Interaction Mode	t (meV)	R (Å)	$\mathsf{\omega }$ (deg)
${\mathsf{\delta }}_m$ phase
c	$-75.6$	$6.68$
$a1$	$-103.3$	$4.49$	$29.9$
$a2$	$38.4$	$4.18$
p	$-23.8$	$8.05$
q	$-147.8$	$5.72$
${\mathsf{\delta }}_o$ phase
c	$-79.4$	$6.66$
$a1$	$-95.9$	$4.51$	$29.9$
$a2$	$37.1$	$4.19$
p	$-24.5$	$8.04$
q	$-141.2$	$5.72$

. All interaction modes (c, $a1$, $a2$, p, and q) are the same as those of $\mathsf{\beta }$-(BEDT-TTF)${}_2$PF${}_6$ [2,3]. The transfer integral of the twisted interaction mode $t_{a1}$ is larger than that of the ring-over-atom mode $t_{a2}$; this twisted dimer structure is characteristic of this structure. The transverse interactions are large, and $t_q$ is larger than $t_{a1}$. The energy band structure and Fermi surface are shown in Figure 1e,f. The quasi-one-dimensional Fermi surface is shown in an extended zone scheme because the energy bands degenerate at the zone boundary owing to the crystallographic symmetries.

Figure 2 shows the temperature dependence of the electrical resistivity. Both salts exhibit semiconducting behavior in the measurement temperature region, and show anomaly at approximately 300 K. The phase transition temperature $T_c$ is determined from the peak of $d(ln\mathsf{\rho })/d(1/T)$ at $T_c=276$ K and $T_c=300$ K for the ${\mathsf{\delta }}_m$ and ${\mathsf{\delta }}_o$ phases, respectively. As shown in the inset of Figure 2, the charge activation energy ${\Delta }_{\mathrm{charge}}$ is estimated as 27 and 46 meV for the ${\mathsf{\delta }}_m$ and ${\mathsf{\delta }}_o$ phases, respectively.

The Seebeck coefficient of the ${\mathsf{\delta }}_m$ phase shows metallic behavior around 300 K, and has anomaly at approximately 280 K (Figure 3). For the ${\mathsf{\delta }}_o$ phase, the thermopower shows semiconducting behavior even in the high temperature region and has no anomaly at 300 K where the resistivity has an anomaly. The value of the thermopowers around 300 K is approximately 52 $\mathsf{\mu }$V/K. This large value is not in agreement with the energy band structure, indicating a strongly correlated electronic system [1,2,16,17].
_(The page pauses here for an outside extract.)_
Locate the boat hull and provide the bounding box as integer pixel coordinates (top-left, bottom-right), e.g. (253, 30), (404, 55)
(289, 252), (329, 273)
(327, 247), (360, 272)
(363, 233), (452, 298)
Figure 4 shows the temperature dependence of the electron spin resonance (ESR) g-values, peak-to-peak linewidths, and the normalized spin susceptibilities measured under the magnetic field perpendicular to the conducting layers. A single Lorentzian lineshape is observed for both phases. The spin susceptibility of the ${\mathsf{\delta }}_m$ phase clearly decreases below 280 K without a divergent increase of the linewidth, leading to a spin singlet state. The spin susceptibility of the ${\mathsf{\delta }}_o$ phase gradually decreases with decreasing temperature, and the spin singlet state appears at low temperatures. However, the phase transition temperature is not clear. The g-values are almost independent of the temperature around the phase transition temperature. The spin activation energy ${\Delta }_{\mathrm{spin}}$ is estimated from the simple singlet–triplet model given by ${\mathsf{\chi }}_{\mathrm{spin}}\propto (1/T)exp(-{\Delta }_{\mathrm{spin}}/T)$ in the 100–200 K range. The spin activation energy ${\Delta }_{\mathrm{spin}}$ is about 30 meV. ${\Delta }_{\mathrm{spin}}$ is in rough agreement with ${\Delta }_{\mathrm{charge}}$ estimated from the electrical resistivity.

In order to clarify the origin of the phase transition, the low-temperature X-ray diffraction measurements were performed. Figure 5 shows the X-ray oscillation photographs of both ${\mathsf{\delta }}_m$ and ${\mathsf{\delta }}_o$ phases. At 171 K, superlattice reflections with the wave vector ${\mathit{q}}_{\mathit{m}}=(0,1/2,0)$ are observed for the ${\mathsf{\delta }}_m$ phase (Figure 5a,b). Although the superlattice reflections are observed at 171 K for the ${\mathsf{\delta }}_o$ phase, the wave vector is ${\mathit{q}}_{\mathit{o}}=(0,1/2,1/2)$ (Figure 5c,d). Figure 6 shows the temperature dependence of the integrated intensity of the superlattice reflections. The superlattice reflection disappears at 277 K and 302 K for the ${\mathsf{\delta }}_m$ and ${\mathsf{\delta }}_o$ phases, respectively. These results indicate that the temperatures at which the resistivity shows anomaly are the phase transition temperatures.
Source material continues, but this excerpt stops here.